Possibly the most exciting series of caverns in the whole of Italy. First discovered in 1938 the caves are a series of corridors connecting various chambers, rich in stalagmites and stalactites, in alabaster and other coloured stones. The caves are 1.5km long with an average depth of 65m. The Grotta Bianca (the white cave) is considered, by some the most beautiful cavern in the world because of its brilliant crystalline formations.

 

Matera

Materais located just over the border of Puglia in Basilicata. It is famous for its “sassi” cave dwellings and 120 cave churches, which were dug from the rock in ravines in and around the town. The “sassi” have been inhabited since prehistoric times until 1952 when its peasant population were evicted and re-housed in modern apartments around the new town. The old caves have now become the latest in “designer homes” and over 700 people now live back in the “sassi”. The best view can be obtained on the Strada Panoramica, a scenic road specially built for sightseers. The “sassi” have been declared a World Heritage Site by UNESCO since 1993.Filming for the Mel Gibson film "The Passion of the Christ" was done at Matera, and in May/June 2006 scenes for the upcoming Hollywood movie "Nativity" were also shot in and around the town.

 

Massafra

Back in Puglia, Massafra bears striking similarities to Matera. It is also divided in two by a deep ravine and has many grottos, cave dwellings and cave churches. A dramatic baroque staircase leads to the Madonna della Scala, which was built around an early cave church with a primitive 8th Century crypt.

Castel del Monte

Castel del Monte

A mighty fortress built around 1240 by Emperor Frederick II and one of the greatest medieval buildings of Europe. Its plan is octagonal, built around an octagonal courtyard, flanked by 8 towers which are also octagonal, with 8 rooms on each floor. It is still not known why the peculiar mathematical obsession with the number 8 dominates this structure. The castle is located on a hilltop and can be seen for miles around. UNESCO declared the castle a World Heritage Site in 1996.

Locorotondo

Locorotondo

Locorotondo is a strikingly beautiful town designed in a circular plan (hence the meaning of the name “round place”). It has been referred to as the “balcony of the Valle d’Itria” as it is set on a hilltop at the heart of the Murge and affords spectacular views of the Itria Valley. It is famous for its white wine and a visit to the Cantina del Locorotondo is certainly recommended. At the centre of the beautiful old town you will find the church of San Marco della Greca, a late Gothic building erected by Piero Del Balzo, Prince of Taranto.
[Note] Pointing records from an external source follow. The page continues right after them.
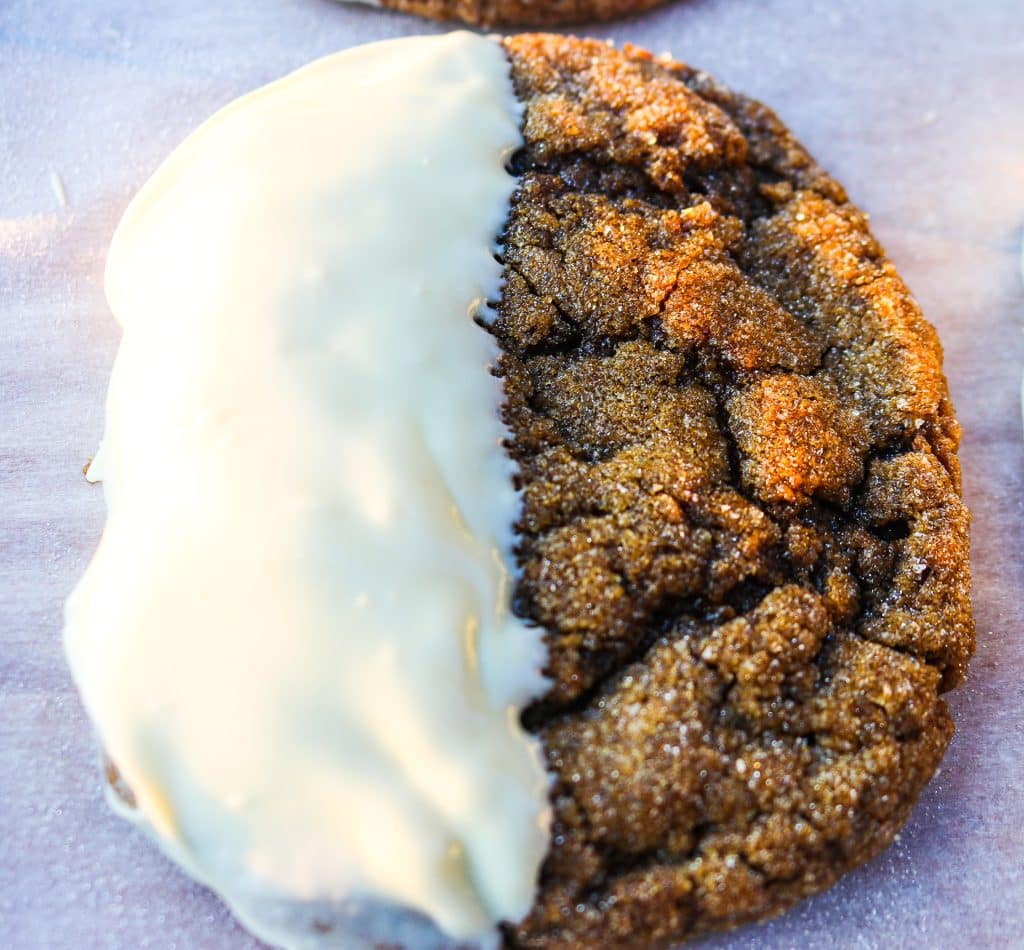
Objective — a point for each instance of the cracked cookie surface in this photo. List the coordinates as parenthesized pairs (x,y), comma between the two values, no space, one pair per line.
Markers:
(742,530)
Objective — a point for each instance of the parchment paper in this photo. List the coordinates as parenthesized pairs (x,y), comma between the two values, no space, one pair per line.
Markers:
(916,106)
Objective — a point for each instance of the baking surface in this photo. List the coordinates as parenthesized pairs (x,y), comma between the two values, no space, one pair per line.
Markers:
(915,105)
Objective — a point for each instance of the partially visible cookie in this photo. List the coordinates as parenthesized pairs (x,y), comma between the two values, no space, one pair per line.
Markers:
(522,12)
(742,528)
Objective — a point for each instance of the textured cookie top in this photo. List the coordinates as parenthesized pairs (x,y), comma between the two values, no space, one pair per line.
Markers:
(742,530)
(520,12)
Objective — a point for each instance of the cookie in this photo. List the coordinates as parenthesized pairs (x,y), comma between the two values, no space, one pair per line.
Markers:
(522,12)
(534,512)
(742,529)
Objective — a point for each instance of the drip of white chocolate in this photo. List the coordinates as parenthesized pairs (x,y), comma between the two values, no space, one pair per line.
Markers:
(295,639)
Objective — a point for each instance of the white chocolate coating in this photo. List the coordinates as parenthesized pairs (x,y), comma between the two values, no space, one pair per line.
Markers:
(295,639)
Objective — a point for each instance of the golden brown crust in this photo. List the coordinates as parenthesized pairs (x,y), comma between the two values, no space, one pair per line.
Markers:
(522,12)
(742,530)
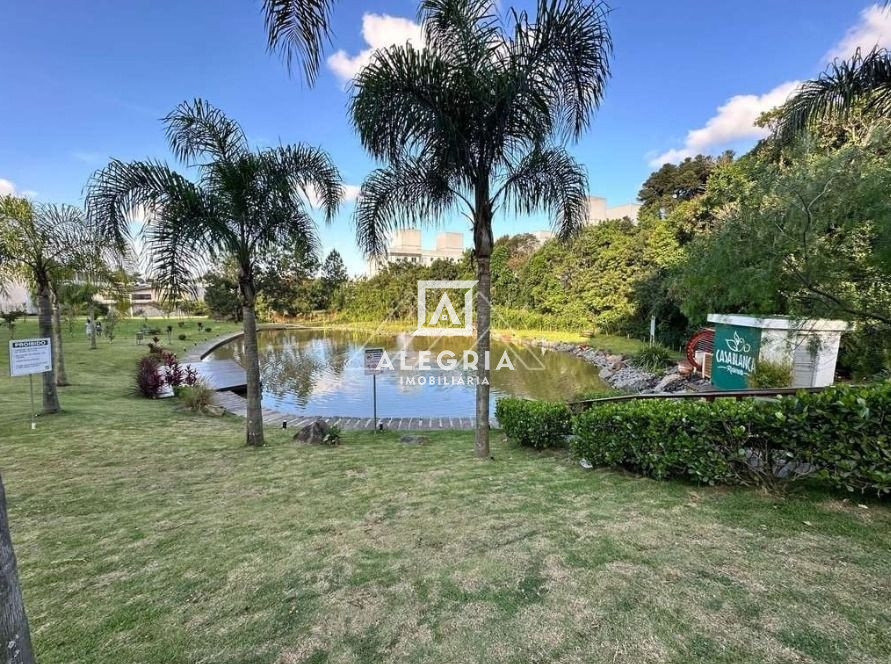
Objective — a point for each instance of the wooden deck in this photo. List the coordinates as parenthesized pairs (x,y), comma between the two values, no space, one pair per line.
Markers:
(220,374)
(236,404)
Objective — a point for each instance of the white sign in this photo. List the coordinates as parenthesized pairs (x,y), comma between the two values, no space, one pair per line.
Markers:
(373,358)
(28,356)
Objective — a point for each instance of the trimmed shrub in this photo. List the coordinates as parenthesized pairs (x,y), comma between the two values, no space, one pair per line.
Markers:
(537,424)
(149,381)
(653,358)
(770,374)
(842,434)
(196,397)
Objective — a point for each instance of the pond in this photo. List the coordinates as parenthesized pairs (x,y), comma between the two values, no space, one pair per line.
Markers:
(321,372)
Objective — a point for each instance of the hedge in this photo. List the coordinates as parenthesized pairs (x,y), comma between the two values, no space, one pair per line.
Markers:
(537,424)
(840,434)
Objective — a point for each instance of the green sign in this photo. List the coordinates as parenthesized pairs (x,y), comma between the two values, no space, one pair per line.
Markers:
(736,353)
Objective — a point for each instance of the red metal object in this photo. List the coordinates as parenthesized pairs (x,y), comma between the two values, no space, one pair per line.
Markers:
(704,340)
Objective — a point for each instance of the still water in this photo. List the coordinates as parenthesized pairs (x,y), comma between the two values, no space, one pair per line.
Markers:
(321,372)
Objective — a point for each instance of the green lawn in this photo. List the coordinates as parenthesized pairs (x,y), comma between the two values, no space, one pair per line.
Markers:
(149,535)
(606,342)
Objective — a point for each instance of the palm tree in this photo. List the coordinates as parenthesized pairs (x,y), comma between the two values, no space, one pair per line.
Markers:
(861,83)
(470,122)
(242,204)
(298,30)
(40,243)
(15,637)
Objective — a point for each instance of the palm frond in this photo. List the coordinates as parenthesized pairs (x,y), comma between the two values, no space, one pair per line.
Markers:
(406,98)
(297,30)
(408,193)
(179,245)
(197,129)
(464,31)
(564,58)
(121,191)
(309,170)
(549,178)
(836,92)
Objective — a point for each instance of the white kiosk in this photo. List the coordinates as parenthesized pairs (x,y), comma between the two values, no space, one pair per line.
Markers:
(810,346)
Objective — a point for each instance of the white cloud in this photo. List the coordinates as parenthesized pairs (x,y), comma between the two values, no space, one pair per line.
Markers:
(378,31)
(350,193)
(735,120)
(874,29)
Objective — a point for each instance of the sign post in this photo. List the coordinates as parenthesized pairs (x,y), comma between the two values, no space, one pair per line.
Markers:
(373,358)
(28,357)
(737,349)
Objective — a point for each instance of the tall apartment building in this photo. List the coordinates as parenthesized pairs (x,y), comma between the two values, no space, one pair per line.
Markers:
(405,245)
(599,211)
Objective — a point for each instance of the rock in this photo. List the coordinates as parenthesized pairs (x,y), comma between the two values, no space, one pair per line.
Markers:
(314,433)
(668,382)
(631,380)
(213,409)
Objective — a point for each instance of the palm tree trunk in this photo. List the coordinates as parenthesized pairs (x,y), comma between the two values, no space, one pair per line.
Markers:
(482,240)
(45,325)
(483,322)
(252,367)
(92,315)
(15,637)
(58,356)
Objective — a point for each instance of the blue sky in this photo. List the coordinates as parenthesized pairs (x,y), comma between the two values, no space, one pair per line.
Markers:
(85,81)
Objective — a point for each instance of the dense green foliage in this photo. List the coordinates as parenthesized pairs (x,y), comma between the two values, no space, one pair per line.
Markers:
(842,434)
(588,283)
(653,358)
(221,295)
(770,374)
(537,424)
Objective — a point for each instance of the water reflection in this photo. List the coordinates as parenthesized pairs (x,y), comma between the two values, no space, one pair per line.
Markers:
(321,372)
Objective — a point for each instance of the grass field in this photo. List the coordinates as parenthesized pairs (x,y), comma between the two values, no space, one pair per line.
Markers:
(606,342)
(149,535)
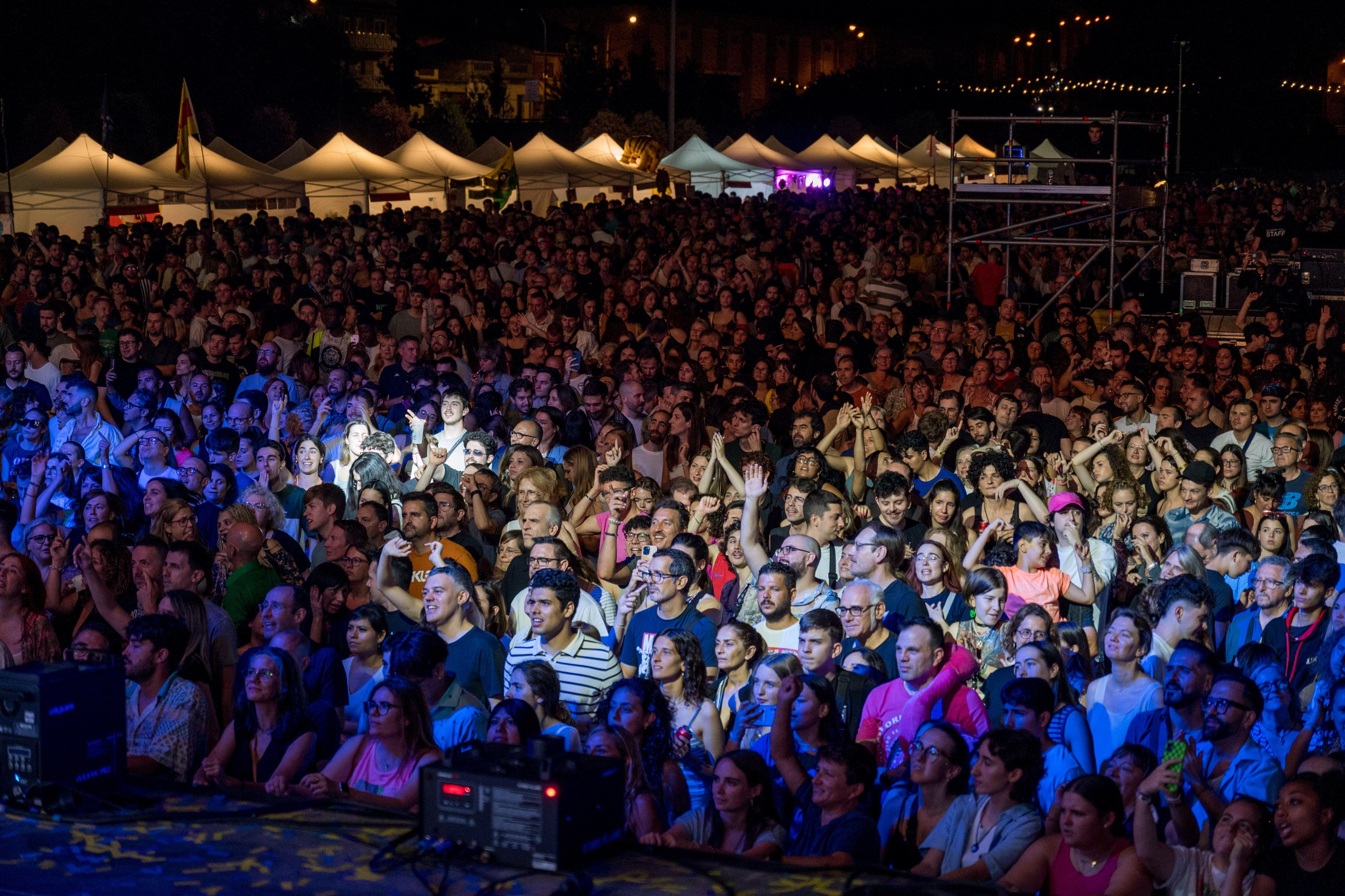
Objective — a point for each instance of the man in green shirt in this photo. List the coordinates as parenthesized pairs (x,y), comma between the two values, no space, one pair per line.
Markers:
(248,582)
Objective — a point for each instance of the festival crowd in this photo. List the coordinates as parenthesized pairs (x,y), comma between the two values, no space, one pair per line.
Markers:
(844,567)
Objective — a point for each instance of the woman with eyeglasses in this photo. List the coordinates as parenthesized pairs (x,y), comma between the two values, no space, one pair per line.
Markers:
(1031,623)
(366,629)
(269,743)
(1115,699)
(941,772)
(381,766)
(513,722)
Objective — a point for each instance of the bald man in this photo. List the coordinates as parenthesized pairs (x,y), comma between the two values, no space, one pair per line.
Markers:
(248,582)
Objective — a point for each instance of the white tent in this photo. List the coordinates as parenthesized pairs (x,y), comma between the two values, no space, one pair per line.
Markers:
(875,150)
(343,174)
(967,147)
(930,161)
(848,169)
(1043,161)
(423,154)
(298,151)
(489,152)
(73,187)
(713,173)
(235,154)
(789,171)
(606,151)
(545,169)
(224,182)
(46,152)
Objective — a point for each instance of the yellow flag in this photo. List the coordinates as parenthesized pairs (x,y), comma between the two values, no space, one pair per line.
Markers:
(186,127)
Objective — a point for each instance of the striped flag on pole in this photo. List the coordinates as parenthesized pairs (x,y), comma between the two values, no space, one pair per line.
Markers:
(186,127)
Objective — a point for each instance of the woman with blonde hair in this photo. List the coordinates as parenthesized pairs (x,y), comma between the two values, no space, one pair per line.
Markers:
(177,521)
(385,356)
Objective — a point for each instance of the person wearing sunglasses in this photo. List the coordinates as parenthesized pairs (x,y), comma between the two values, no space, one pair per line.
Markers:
(381,766)
(1231,709)
(941,772)
(17,459)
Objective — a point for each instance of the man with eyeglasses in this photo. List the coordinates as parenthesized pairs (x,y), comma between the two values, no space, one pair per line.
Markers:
(1229,763)
(1289,449)
(664,583)
(1272,591)
(1187,683)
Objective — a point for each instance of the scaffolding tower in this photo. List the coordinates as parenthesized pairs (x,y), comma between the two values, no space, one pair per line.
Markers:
(1110,200)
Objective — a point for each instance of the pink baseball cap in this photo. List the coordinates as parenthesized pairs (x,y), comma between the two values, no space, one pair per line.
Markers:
(1063,500)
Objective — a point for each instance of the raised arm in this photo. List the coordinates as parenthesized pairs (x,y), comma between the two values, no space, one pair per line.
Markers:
(782,738)
(750,531)
(973,558)
(403,599)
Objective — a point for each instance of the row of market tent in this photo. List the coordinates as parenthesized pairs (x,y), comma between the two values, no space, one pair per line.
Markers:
(70,185)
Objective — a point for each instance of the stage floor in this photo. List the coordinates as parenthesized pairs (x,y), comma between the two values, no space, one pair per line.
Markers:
(195,843)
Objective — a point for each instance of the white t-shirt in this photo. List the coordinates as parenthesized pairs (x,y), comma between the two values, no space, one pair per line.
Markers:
(648,463)
(779,641)
(1195,875)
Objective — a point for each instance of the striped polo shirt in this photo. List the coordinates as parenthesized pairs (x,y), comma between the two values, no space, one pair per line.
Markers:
(585,668)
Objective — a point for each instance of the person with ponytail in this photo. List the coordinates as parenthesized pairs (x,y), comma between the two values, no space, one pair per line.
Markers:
(1090,856)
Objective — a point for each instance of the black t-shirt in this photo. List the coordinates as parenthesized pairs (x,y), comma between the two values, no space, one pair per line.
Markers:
(124,383)
(1200,436)
(1277,236)
(478,660)
(1282,867)
(1297,646)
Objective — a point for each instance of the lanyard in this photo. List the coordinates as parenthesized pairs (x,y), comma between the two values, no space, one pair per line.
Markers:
(1292,666)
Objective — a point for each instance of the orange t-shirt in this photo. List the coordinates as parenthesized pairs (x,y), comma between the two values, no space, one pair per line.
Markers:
(422,566)
(1044,589)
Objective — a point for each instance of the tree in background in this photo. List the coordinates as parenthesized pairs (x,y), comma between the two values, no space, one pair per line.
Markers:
(446,124)
(271,131)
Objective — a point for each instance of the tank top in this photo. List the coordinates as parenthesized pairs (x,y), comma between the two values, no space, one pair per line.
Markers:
(368,777)
(1066,879)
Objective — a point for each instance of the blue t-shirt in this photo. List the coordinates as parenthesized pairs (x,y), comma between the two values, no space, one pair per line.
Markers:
(923,486)
(855,833)
(646,626)
(478,660)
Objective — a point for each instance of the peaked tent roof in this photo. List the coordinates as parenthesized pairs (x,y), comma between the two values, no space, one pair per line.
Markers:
(825,152)
(85,166)
(700,158)
(423,154)
(489,152)
(343,161)
(544,163)
(967,147)
(46,152)
(228,179)
(298,151)
(875,150)
(606,151)
(751,151)
(235,154)
(922,157)
(1047,150)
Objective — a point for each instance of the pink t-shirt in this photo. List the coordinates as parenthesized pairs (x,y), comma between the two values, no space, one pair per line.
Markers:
(621,536)
(882,717)
(1044,589)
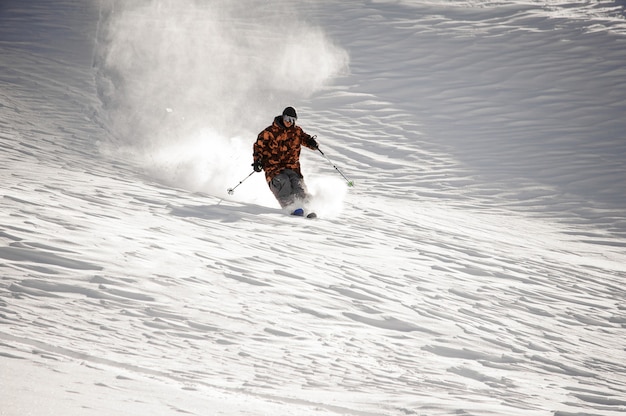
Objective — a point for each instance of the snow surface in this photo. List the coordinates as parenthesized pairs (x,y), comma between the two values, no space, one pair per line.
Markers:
(476,268)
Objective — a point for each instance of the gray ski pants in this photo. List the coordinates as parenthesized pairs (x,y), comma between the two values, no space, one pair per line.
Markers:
(288,187)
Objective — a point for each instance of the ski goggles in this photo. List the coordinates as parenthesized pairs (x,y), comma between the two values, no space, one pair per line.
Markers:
(289,119)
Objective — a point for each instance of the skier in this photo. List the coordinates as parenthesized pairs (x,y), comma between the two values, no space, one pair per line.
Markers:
(277,152)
Locorotondo is listed as one of "I Borghi piu belli d'Italia"..the most beautiful villages in Italy."

 

Cisternino

Cisternino is located 400 metres above sea level between olive groves and pine woodland. The medieval historical centre is almost of Greek appearance and is made up of white terraced houses with external staircases. The heart of the town is the lovely square with its clock tower. During the summer months and patron saints festivities the main square becomes alive with festivals, concerts and shows.

Cisternino is listed as one of "I Borghi piu belli d'Italia"..the most beautiful villages in Italy."